Mecz o trzecie miejsce w Lidze Mistrzyń stanowił przedsmak finałowego starcia. Skazywane od początku na sromotną porażkę mistrzynie Włoch już w półfinale pokazały, że nieprzypadkowo znalazły się w czwórce najlepszych zespołów w Europie i zamierzają iść za ciosem. Dość niespodziewanie pierwszy set spotkania Yamamay Busto Arsizio z gospodarzem Final Four, Galatasaray Stambuł zakończył się wygraną siatkarek Carlo Parisiego: słabe przyjęcie tureckiej ekipy przyczyniło się do straty wyraźnego prowadzenia i oddania pola przeciwniczkom. Wracająca do gry Carli Lloyd świetnie kierowała grą włoskiej drużyny, często korzystając z umiejętności Maren Brinker i Valentiny Arighetti.
Dominacja Yamamay trwała w najlepsze. Zagrania Rosir Calderon pozwoliły Galatasaray na zmniejszenie dystansu do Włoszek, ale tym razem Kubanka była w cieniu atakującej rywalek, Małgorzaty Kożuch . Wynik drugiej partii (przegranej do 15!) był dla tureckiego zespołu alarmującym sygnałem do poprawy swojej gry. Po udanym początku trzeciego seta niepewne Turczynki zostały dogonione przez ambitną drużyną z Lombardii (14:14), jednak po nerwowej końcówce podopiecznym Massimo Barboliniego udało się wykorzystać błędy przyjmujący Busto Arsizio na swoją korzyść. Galata potwierdziła swoje aspiracje w zwycięskim czwartym secie, co oznaczało kolejny w tym turnieju tie-break. Ten na swoją korzyść rozstrzygnął jednak zespół z Włoch. Na nic zdało się 30 punktów Calderon wobec doskonale zorganizowanego kolektywu Parisiego. Niepocieszone Turczynki długo przeżywały klęskę w najważniejszym turnieju sezonu.

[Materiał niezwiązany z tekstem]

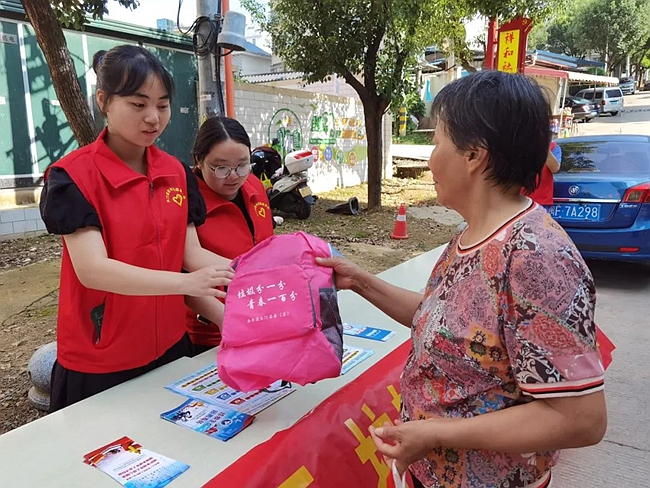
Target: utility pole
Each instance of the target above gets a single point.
(208, 86)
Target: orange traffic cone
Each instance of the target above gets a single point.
(399, 232)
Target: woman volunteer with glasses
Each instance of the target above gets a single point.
(238, 212)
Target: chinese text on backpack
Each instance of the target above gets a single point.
(281, 318)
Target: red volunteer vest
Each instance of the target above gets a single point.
(144, 222)
(543, 194)
(226, 232)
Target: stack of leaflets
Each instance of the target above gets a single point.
(353, 356)
(205, 385)
(368, 332)
(209, 419)
(134, 466)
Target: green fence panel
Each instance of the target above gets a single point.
(15, 156)
(179, 135)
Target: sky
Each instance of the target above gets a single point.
(151, 10)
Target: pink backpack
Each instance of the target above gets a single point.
(281, 318)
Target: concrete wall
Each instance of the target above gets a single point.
(335, 86)
(21, 222)
(250, 64)
(333, 127)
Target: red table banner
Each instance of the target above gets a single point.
(330, 446)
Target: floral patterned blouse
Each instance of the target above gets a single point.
(501, 323)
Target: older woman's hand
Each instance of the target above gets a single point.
(405, 442)
(348, 275)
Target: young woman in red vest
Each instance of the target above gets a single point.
(237, 207)
(127, 212)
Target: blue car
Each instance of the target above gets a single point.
(601, 195)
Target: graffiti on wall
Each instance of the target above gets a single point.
(285, 132)
(332, 140)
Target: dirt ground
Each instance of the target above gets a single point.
(29, 271)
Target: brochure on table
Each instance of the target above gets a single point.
(206, 385)
(134, 466)
(353, 356)
(208, 419)
(365, 332)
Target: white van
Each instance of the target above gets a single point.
(609, 98)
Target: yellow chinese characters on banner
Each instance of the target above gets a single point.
(508, 54)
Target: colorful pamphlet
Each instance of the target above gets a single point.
(134, 466)
(206, 385)
(353, 356)
(208, 419)
(368, 332)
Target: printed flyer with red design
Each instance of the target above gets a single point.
(134, 466)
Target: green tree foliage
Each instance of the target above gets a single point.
(614, 28)
(372, 44)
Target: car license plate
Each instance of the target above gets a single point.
(575, 211)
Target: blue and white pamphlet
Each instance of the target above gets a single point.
(207, 419)
(364, 332)
(353, 356)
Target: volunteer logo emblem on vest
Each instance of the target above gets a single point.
(261, 208)
(175, 195)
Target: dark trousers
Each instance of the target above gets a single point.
(69, 386)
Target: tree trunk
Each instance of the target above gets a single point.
(49, 35)
(373, 112)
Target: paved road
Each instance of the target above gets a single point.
(634, 119)
(622, 460)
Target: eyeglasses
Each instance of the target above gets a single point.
(223, 172)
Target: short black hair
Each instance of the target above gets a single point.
(506, 114)
(215, 130)
(124, 69)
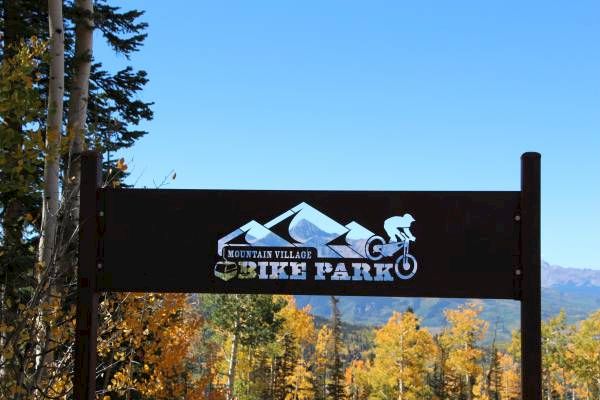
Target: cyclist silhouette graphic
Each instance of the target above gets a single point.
(398, 229)
(393, 225)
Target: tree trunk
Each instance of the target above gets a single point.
(233, 361)
(50, 203)
(76, 124)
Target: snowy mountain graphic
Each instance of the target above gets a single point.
(303, 226)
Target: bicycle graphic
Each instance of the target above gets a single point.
(398, 229)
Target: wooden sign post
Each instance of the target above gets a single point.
(453, 244)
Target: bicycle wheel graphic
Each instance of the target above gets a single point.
(406, 266)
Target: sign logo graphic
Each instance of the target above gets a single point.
(303, 243)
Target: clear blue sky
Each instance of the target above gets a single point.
(378, 95)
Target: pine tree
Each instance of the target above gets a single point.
(38, 285)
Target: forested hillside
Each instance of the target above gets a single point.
(267, 347)
(576, 291)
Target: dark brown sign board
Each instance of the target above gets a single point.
(459, 244)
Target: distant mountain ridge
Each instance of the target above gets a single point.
(577, 291)
(557, 276)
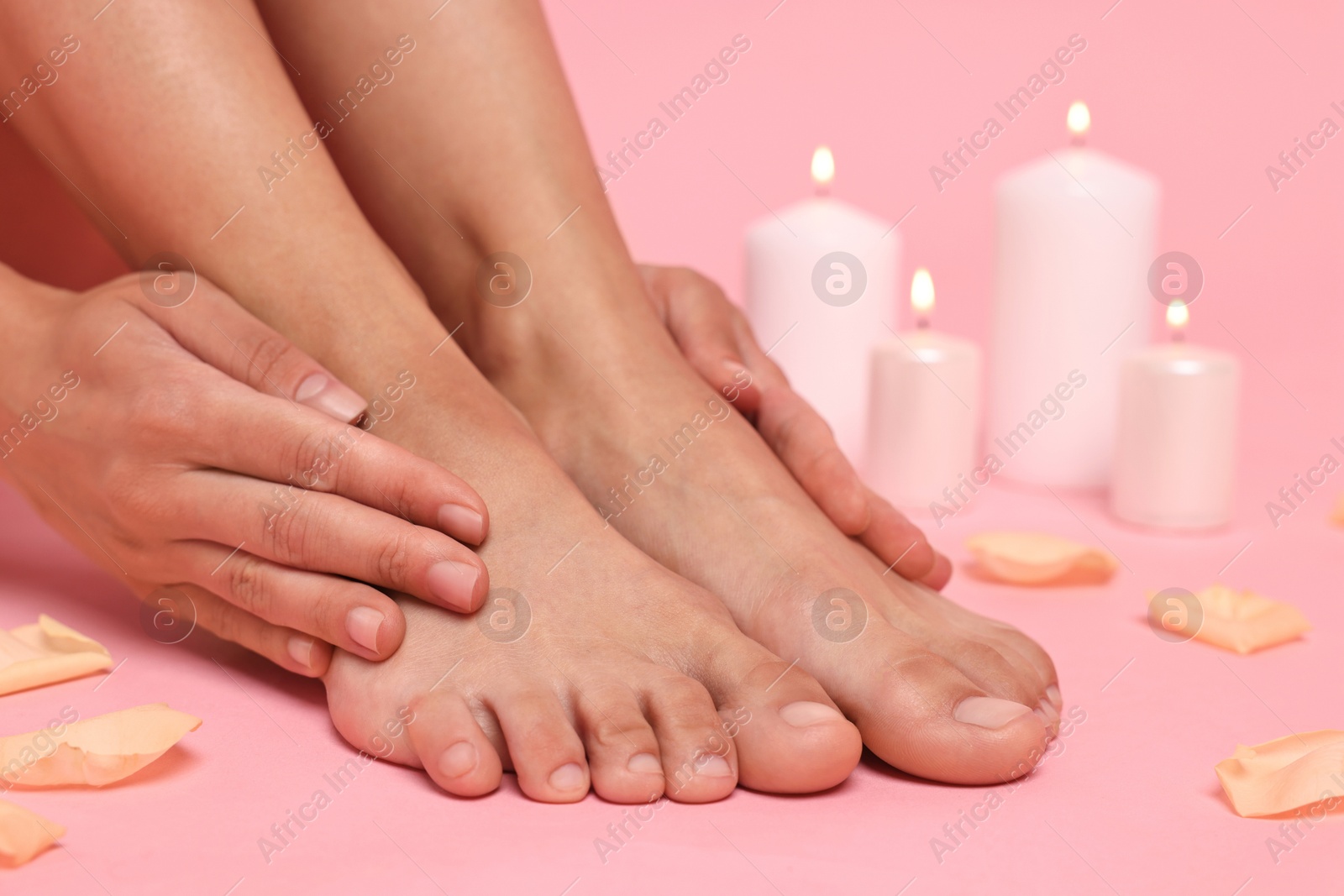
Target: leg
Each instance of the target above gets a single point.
(605, 389)
(624, 669)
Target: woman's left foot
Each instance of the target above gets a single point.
(936, 689)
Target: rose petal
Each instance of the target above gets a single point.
(94, 752)
(1035, 558)
(24, 835)
(46, 653)
(1287, 774)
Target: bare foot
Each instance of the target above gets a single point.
(591, 664)
(937, 691)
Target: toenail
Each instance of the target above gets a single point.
(1050, 714)
(803, 714)
(363, 624)
(302, 649)
(712, 766)
(463, 523)
(454, 584)
(988, 712)
(568, 777)
(644, 763)
(459, 759)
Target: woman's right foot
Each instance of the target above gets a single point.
(591, 664)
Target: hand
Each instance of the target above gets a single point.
(192, 446)
(717, 340)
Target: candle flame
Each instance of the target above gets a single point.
(921, 291)
(1178, 315)
(1079, 118)
(823, 165)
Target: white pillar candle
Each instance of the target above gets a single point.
(822, 291)
(1175, 446)
(1074, 242)
(925, 394)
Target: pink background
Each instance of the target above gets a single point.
(1205, 96)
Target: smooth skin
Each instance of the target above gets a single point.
(448, 179)
(176, 438)
(628, 679)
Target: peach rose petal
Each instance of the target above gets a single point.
(46, 653)
(1287, 774)
(1035, 558)
(24, 835)
(1243, 621)
(98, 752)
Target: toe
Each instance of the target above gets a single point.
(622, 750)
(918, 712)
(699, 762)
(790, 734)
(543, 746)
(452, 747)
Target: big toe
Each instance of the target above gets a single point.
(790, 736)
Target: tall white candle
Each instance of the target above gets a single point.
(1074, 241)
(925, 401)
(822, 291)
(1175, 448)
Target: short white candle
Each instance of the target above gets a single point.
(924, 409)
(823, 344)
(1074, 242)
(1175, 448)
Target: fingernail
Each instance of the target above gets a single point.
(463, 523)
(568, 777)
(644, 763)
(803, 714)
(712, 766)
(459, 759)
(988, 712)
(329, 396)
(454, 584)
(302, 649)
(363, 624)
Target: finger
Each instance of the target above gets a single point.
(699, 317)
(272, 439)
(222, 333)
(329, 533)
(185, 607)
(718, 343)
(347, 614)
(803, 441)
(900, 543)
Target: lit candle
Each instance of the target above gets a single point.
(820, 295)
(924, 410)
(1178, 432)
(1074, 242)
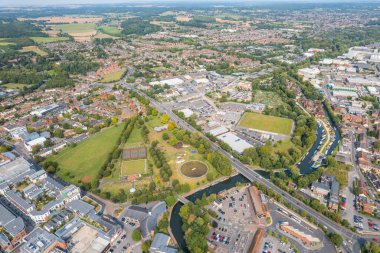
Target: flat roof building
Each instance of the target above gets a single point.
(160, 244)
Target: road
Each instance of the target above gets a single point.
(330, 225)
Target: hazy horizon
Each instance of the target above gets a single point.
(18, 3)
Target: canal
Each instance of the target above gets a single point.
(304, 166)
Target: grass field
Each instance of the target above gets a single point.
(43, 40)
(268, 98)
(88, 156)
(133, 167)
(14, 85)
(75, 28)
(101, 35)
(113, 77)
(110, 30)
(266, 123)
(34, 49)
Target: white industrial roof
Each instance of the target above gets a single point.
(187, 112)
(218, 131)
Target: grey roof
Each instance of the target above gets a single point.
(52, 184)
(38, 241)
(15, 226)
(13, 169)
(160, 244)
(16, 198)
(334, 194)
(79, 206)
(12, 224)
(321, 186)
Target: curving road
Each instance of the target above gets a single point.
(330, 225)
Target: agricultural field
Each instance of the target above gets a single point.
(43, 40)
(110, 30)
(34, 49)
(5, 42)
(80, 32)
(266, 123)
(100, 35)
(113, 77)
(75, 28)
(133, 167)
(14, 85)
(86, 159)
(270, 99)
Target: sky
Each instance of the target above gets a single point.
(5, 3)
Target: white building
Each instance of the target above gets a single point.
(30, 144)
(170, 82)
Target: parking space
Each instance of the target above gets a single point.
(235, 222)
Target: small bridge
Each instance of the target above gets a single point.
(182, 199)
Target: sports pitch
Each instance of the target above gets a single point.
(133, 167)
(266, 123)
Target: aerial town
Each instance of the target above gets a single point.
(189, 127)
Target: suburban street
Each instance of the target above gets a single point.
(330, 225)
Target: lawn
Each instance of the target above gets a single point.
(75, 28)
(88, 156)
(133, 167)
(6, 42)
(113, 77)
(176, 156)
(110, 30)
(266, 123)
(135, 138)
(34, 49)
(43, 40)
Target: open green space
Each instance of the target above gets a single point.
(113, 77)
(266, 123)
(14, 85)
(43, 40)
(268, 98)
(75, 28)
(133, 167)
(135, 138)
(6, 42)
(35, 49)
(86, 159)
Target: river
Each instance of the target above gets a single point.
(304, 166)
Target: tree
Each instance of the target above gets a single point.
(136, 235)
(170, 200)
(376, 145)
(171, 126)
(165, 136)
(114, 120)
(146, 246)
(165, 118)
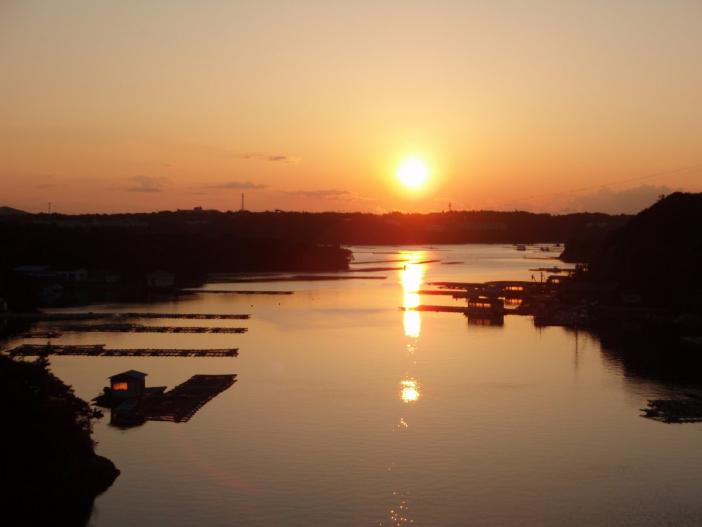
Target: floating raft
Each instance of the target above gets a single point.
(181, 403)
(99, 350)
(120, 315)
(138, 328)
(300, 278)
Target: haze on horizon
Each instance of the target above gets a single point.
(543, 105)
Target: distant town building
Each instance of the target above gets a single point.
(128, 384)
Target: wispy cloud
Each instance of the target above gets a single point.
(273, 158)
(147, 184)
(239, 185)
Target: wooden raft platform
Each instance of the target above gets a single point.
(138, 328)
(238, 292)
(57, 317)
(181, 403)
(99, 350)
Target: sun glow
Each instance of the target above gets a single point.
(413, 173)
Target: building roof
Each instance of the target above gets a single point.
(132, 374)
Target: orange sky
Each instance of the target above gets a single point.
(540, 105)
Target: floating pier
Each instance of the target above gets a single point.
(438, 309)
(181, 403)
(301, 278)
(57, 317)
(99, 350)
(138, 328)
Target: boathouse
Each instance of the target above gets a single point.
(127, 385)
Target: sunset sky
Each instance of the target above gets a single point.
(537, 105)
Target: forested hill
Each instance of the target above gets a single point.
(658, 252)
(343, 228)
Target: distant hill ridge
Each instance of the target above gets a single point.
(10, 210)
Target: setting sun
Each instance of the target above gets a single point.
(413, 172)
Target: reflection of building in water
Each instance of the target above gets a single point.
(132, 404)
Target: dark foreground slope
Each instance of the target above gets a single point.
(49, 472)
(657, 254)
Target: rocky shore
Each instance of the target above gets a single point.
(49, 470)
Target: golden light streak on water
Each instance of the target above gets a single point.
(412, 279)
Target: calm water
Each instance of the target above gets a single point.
(348, 411)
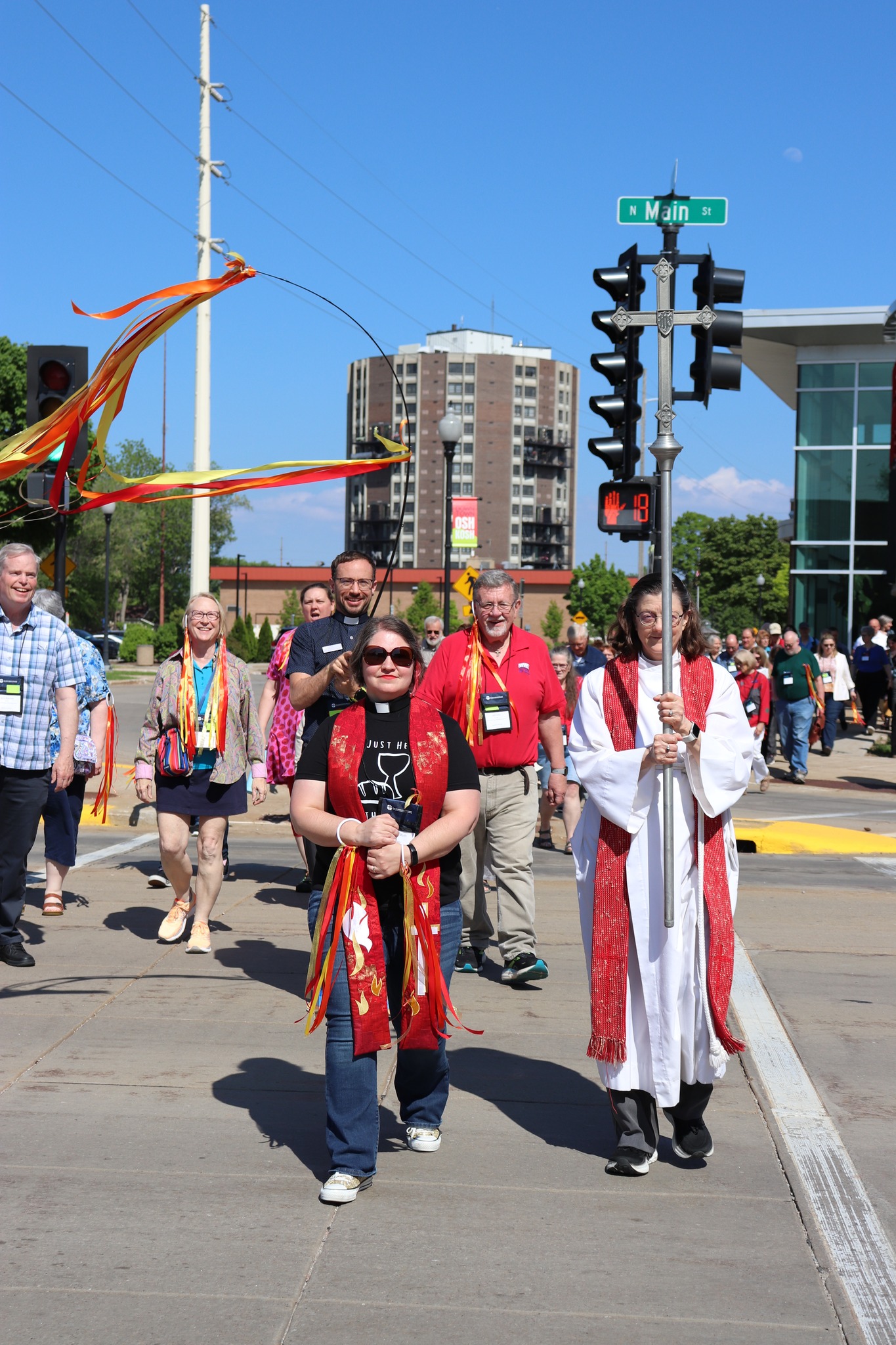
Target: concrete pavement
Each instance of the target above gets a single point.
(163, 1137)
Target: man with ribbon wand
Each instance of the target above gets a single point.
(386, 790)
(658, 994)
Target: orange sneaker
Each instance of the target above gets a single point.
(175, 921)
(199, 938)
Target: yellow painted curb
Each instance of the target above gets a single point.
(811, 838)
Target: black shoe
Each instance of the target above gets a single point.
(15, 956)
(630, 1162)
(469, 959)
(691, 1138)
(526, 966)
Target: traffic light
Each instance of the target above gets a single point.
(621, 368)
(53, 374)
(714, 368)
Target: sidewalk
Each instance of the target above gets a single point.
(164, 1146)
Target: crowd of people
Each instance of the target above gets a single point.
(414, 770)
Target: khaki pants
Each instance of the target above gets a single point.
(505, 830)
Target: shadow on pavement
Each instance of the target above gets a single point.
(259, 959)
(553, 1102)
(285, 1102)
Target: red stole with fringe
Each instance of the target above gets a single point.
(349, 904)
(610, 929)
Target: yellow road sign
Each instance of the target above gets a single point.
(465, 584)
(49, 567)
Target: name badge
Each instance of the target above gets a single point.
(496, 712)
(12, 690)
(409, 817)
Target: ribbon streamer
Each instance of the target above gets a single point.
(106, 390)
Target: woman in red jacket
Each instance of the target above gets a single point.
(756, 694)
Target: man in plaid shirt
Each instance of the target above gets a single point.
(38, 658)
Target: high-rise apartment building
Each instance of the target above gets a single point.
(516, 455)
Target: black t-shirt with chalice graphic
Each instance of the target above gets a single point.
(387, 772)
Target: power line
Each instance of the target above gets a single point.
(391, 191)
(164, 42)
(117, 82)
(96, 162)
(307, 244)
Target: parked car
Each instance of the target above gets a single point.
(114, 642)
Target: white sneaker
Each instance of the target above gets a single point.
(341, 1188)
(423, 1139)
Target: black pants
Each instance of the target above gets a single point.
(871, 686)
(634, 1114)
(22, 797)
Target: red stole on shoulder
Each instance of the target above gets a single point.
(610, 929)
(350, 908)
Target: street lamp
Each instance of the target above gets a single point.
(450, 430)
(108, 510)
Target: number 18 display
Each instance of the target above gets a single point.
(628, 508)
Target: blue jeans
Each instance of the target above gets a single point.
(421, 1076)
(833, 712)
(794, 722)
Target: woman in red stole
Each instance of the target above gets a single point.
(386, 790)
(658, 997)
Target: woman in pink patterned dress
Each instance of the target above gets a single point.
(282, 740)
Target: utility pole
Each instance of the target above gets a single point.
(200, 540)
(161, 508)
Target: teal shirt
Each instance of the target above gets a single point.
(206, 759)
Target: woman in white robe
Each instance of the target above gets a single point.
(668, 1039)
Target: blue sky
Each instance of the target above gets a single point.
(490, 142)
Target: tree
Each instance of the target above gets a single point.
(605, 591)
(136, 542)
(553, 623)
(265, 646)
(291, 612)
(733, 553)
(688, 533)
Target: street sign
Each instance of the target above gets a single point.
(49, 567)
(465, 584)
(683, 210)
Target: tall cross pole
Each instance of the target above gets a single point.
(666, 449)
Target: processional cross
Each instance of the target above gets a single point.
(666, 449)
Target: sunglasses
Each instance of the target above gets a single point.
(375, 655)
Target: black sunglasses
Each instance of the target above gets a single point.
(375, 655)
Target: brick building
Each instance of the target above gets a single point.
(516, 456)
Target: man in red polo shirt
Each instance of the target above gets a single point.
(499, 684)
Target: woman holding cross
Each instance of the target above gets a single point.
(658, 996)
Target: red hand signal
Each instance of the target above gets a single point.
(612, 508)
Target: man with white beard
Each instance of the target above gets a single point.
(658, 997)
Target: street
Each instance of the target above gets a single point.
(164, 1132)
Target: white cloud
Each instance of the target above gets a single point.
(727, 491)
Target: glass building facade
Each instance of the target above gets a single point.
(839, 557)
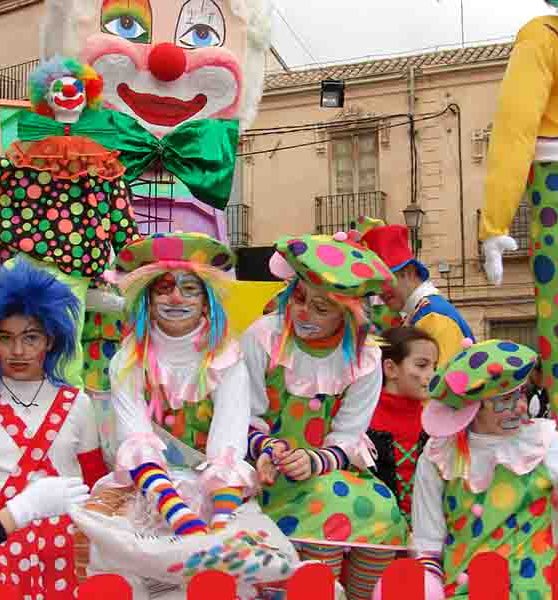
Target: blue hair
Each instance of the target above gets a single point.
(31, 292)
(284, 297)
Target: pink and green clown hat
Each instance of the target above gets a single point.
(335, 265)
(197, 248)
(484, 370)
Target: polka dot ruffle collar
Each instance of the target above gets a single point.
(191, 247)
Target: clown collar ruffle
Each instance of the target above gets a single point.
(520, 453)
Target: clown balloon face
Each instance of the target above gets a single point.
(66, 97)
(165, 62)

Galatasaray Stambuł - Yamamay Busto Arsizio 2:3 (21:25, 15:25, 25:22, 25:23, 11:15)
Galatasaray: Barut, Molnar, Calderon, Ozsoy, Lo Bianco, Gioli, Sano (libero) oraz Selime, Deyra, Gamze, Ozgenur, Alsnar
Yamamay: Lloyd, Brinker, Marcon, Bauer, Kożuch, Arighetti, Leonardi (libero) oraz Faucette, Lombardo, Caracuta, Bisconti
Final Four LM: Małgorzata Kożuch z brązowym medalem
Klęska gospodarza Final Four! Mistrzynie Włoch pokonały w pięciu setach faworyzowany Galatasaray i trafiły na podium turnieju, udowadniając, że zasłużyły na miejsce w europejskiej czołówce.